2. 専門的な商品知識の伝達とブランド価値の維持
ペット用品の営業では、成分の安全性や機能性に対する専門的な説明が必須です。プロの営業代行は、事前研修やヒアリングを通じて深い商品理解を行い、メーカーの想いや自社の背景まで正確に伝えます。これにより、無理な押し売りによるブランドイメージの低下を防ぎ、店舗側の納得感と信頼を獲得しやすくなります。
3. 採用・育成コストの削減と業務への集中
自社で専任の営業担当を雇う場合、採用費や毎月の固定人件費、教育に多大な時間とコストがかかります。営業代行を活用すれば、これらの固定費や育成リスクを削減しつつ、即戦力となるスキルを活用できます。結果として、社内の貴重な人手や時間を新商品の開発やマーケティングといった業務に集中させることが可能です。
ペット用品向け営業代行の費用相場と料金プラン
営業代行を依頼する際、費用対効果は最も重要な判断基準の一つです。ペット用品の営業代行における料金体系は、主に「固定報酬型」と「成果報酬型」の2種類に分類されます。それぞれの相場や特徴を正しく理解し、自社の予算や事業の規模に適したプランを選択することが、外注成功に繋がります。
固定報酬型の特徴とメリット・デメリット
月額数十万円など、一定の費用を支払い指定期間の営業活動を委託する方式です。メリットは月々の予算計画が立てやすく、商談獲得以外のリスト作成や市場調査なども柔軟に依頼できる点にあります。一方、成果が全く出ない場合でも費用が発生するため、初期投資のハードルが高い点がデメリットです。
成果報酬型の特徴とメリット・デメリット
「商談獲得1件につき数万円」のように、具体的な成果に対してのみ費用を支払う仕組みです。最大のメリットは、成果が出ない場合の無駄な出費を防ぎ、費用対効果を明確にできる点です。ただし、難易度が高い商材は代行会社に敬遠されやすく、獲得単価が固定型より割高に設定される傾向がある点に注意が必要です。
自社の規模や目的に合わせた料金体系の選び方
新商品の市場の反応を見ながら中長期的な戦略を練りたい場合は、営業活動全般を任せられる固定報酬型が適しています。一方、ターゲットが明確で手っ取り早く商談数を増やしたい段階であれば、成果報酬型が有効です。両者を組み合わせた「複合型」を採用する会社もあるため、目的に応じて検討しましょう。
失敗を伏せぐ営業代行会社の選び方

営業代行の成果は、依頼する代行会社の選定でほぼ決まると言っても過言ではありません。ペット業界特有の商習慣や専門知識を理解していない会社に依頼すると、ブランドイメージを損なうリスクもあります。自社に最適な代行会社を見極めるために、契約前に必ず確認しておくポイントを解説します。

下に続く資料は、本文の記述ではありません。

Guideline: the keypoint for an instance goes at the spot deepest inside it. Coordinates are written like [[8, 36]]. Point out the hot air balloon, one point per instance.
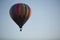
[[20, 13]]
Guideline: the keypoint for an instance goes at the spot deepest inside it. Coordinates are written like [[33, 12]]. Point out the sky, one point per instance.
[[44, 22]]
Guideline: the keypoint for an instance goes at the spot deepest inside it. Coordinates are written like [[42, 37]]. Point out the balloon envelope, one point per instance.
[[20, 13]]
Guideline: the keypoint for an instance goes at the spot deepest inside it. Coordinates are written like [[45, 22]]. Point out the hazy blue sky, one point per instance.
[[44, 22]]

ペット業界(BtoB)での支援実績・成功事例が豊富か
ペット業界の中でもBtoB向けの営業となった場合、サロンや動物病院など特有の決裁フローが存在します。そのため、他業界の営業実績だけでなく、ペット業界における実際の支援実績や成功事例があるかを確認しましょう。過去の成功事例に基づく具体的なアプローチ手法を持つ会社であれば、早期の成果が期待できます。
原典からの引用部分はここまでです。